This month, fresh off her shocking third-place finish in Iowa, Elizabeth Warren began airing a new TV spot touting her creation of the Consumer Financial Protection Bureau, otherwise known as the CFPB
That was back in 2011, when Barack Obama was president. The ad seeks to make clear that Obama loved the idea of a “consumer protection” agency as much as Warren did.
Say what you will about Elizabeth Warren – and there is a lot to say – she wasn’t exaggerating about his feelings for the CFPB. It remains one part of Obama’s legacy that has yet to be thoroughly dismantled by his successor. It even continues to thrive, serving as a “Trojan Horse” of sorts inside the gates of the Trump Administration.
Populated by zealous Obama administration holdovers, the CFPB is unaccountable to Trump and taxpayers. It skirts Congressional oversight because it’s funded by user fees rather than Congressional appropriations and the CFPB director cannot be fired without “just cause,” putting the CFPB above everyone’s reach.
Absolute, unchecked power tends to corrupt.
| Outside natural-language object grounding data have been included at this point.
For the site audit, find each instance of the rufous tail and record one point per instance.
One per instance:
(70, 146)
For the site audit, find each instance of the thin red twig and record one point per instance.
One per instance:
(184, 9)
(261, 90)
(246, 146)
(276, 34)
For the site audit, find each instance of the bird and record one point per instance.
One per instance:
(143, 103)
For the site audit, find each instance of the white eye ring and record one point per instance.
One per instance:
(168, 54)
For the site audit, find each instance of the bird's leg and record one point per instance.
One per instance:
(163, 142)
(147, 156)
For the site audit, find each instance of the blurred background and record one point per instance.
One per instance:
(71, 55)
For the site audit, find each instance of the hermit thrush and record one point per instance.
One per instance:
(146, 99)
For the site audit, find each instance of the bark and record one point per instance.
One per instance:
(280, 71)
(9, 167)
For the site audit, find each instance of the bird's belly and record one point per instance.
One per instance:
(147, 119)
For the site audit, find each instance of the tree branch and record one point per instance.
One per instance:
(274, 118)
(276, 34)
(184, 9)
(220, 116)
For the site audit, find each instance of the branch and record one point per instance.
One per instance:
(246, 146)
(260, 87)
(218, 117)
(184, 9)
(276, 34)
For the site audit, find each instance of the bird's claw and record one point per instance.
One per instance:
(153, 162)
So it wasn’t a surprise when the CFPB’s first lawsuit against a private company transmogrified into a cautionary tale in regulatory overreach and bureaucratic hubris.
Between the time President Trump won election in November 2016 and was inaugurated in Jan 2017, the CFPB hurried to sue student loan servicer Navient in a Pennsylvania federal court.
The U.S. Department of Education makes federally guaranteed student loans-- setting interest rates and payback terms. It then hires companies like Wilmington, Delaware-based Navient to collect those re-payments from borrowers.
The CFPB claimed Navient hurt “hundreds of thousands” of borrowers by steering them away from repayment plans and towards forbearance, an option whereby they don’t have to pay their loans, but interest still accrues.
One problem with this claim: three years after filing its lawsuit, the CFPB has yet to produce a single witness who will corroborate its allegations. It has tried and tried to find one, vetting countless candidates it hopes will validate its theory. But depositions have exposed a series of baseless complaints from customers angry about the size and scope of their student debt itself, not the manner in which it was serviced.
In hindsight, it is plainly predictable that the CFPB, created by a career academic, would seek to blame the soaring cost and diminishing value of her own vocation on a private company that has nothing to do with either.
When one has presidential ambitions yet is almost personally to blame for a national crisis, finding a bogeyman is an imperative.
Here’s another for the Trump Administration: It is time to push Warren’s Trojan Horse back out.
Good news, then, that the United States Supreme Court has agreed to hear a challenge to the constitutionality of the CFPB’s impunity; arguments begin this March.
In the interim, the CFPB needs to drop this politically driven, ill-advised lawsuit against Navient, pay the company restitution and apologize to the American people for its bureaucrats’ behavior.
Extortion and humiliation in the name of the American people should no longer be tolerated by civil libertarians on either side of the political aisle.